Le comte rapprocha ce moment de bonheur malin de cette phrase de la lettre: C’est grâce à votre profonde sagacité que nous voyons cet Etat si bien gouverné.

«Cette phrase est du prince, s’écria-t-il, chez un courtisan elle serait d’une imprudence gratuite; la lettre vient de Son Altesse.»

Ce problème résolu, la petite joie causée par le plaisir de deviner fut bientôt effacée par la cruelle apparition des grâces charmantes de Fabrice, qui revint de nouveau. Ce fut comme un poids énorme qui retomba sur le cœur du malheureux.

—Qu’importe de qui soit la lettre anonyme! s’écria-t-il avec fureur, le fait qu’elle me dénonce en existe-t-il moins? Ce caprice peut changer ma vie, dit-il comme pour s’excuser d’être tellement fou. Au premier moment, si elle l’aime d’une certaine façon, elle part avec lui pour Belgirate, pour la Suisse, pour quelque coin du monde. Elle est riche, et d’ailleurs, dût-elle vivre avec quelques louis chaque année, que lui importe? Ne m’avouait-elle pas, il n’y a pas huit jours, que son palais, si bien arrangé, si magnifique, l’ennuie? Il faut du nouveau à cette âme si jeune! Et avec quelle simplicité se présente cette félicité nouvelle! elle sera entraînée avant d’avoir songé au danger, avant d’avoir songé à me plaindre! Et je suis pourtant si malheureux! s’écria le comte fondant en larmes.

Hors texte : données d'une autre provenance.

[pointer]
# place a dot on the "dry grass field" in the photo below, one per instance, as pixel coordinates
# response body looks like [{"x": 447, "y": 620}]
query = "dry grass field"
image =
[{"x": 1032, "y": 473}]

Il s’était juré de ne pas aller chez la duchesse ce soir-là, mais il n’y put tenir; jamais ses yeux n’avaient eu une telle soif de la regarder. Sur le minuit il se présenta chez elle; il la trouva seule avec son neveu, à dix heures elle avait renvoyé tout le monde et fait fermer sa porte.

A l’aspect de l’intimité tendre qui régnait entre ces deux êtres, et de la joie naïve de la duchesse, une affreuse difficulté s’éleva devant les yeux du comte, et à l’improviste! il n’y avait pas songé durant la longue délibération dans la galerie de tableaux: comment cacher sa jalousie?

Ne sachant à quel prétexte avoir recours, il prétendit que ce soir-là, il avait trouvé le prince excessivement prévenu contre lui, contredisant toutes ses assertions, etc. Il eut la douleur de voir la duchesse l’écouter à peine, et ne faire aucune attention à ces circonstances qui, l’avant-veille encore, l’auraient jetée dans des raisonnements infinis. Le comte regarda Fabrice: jamais cette belle figure lombarde ne lui avait paru si simple et si noble! Fabrice faisait plus d’attention que la duchesse aux embarras qu’il racontait.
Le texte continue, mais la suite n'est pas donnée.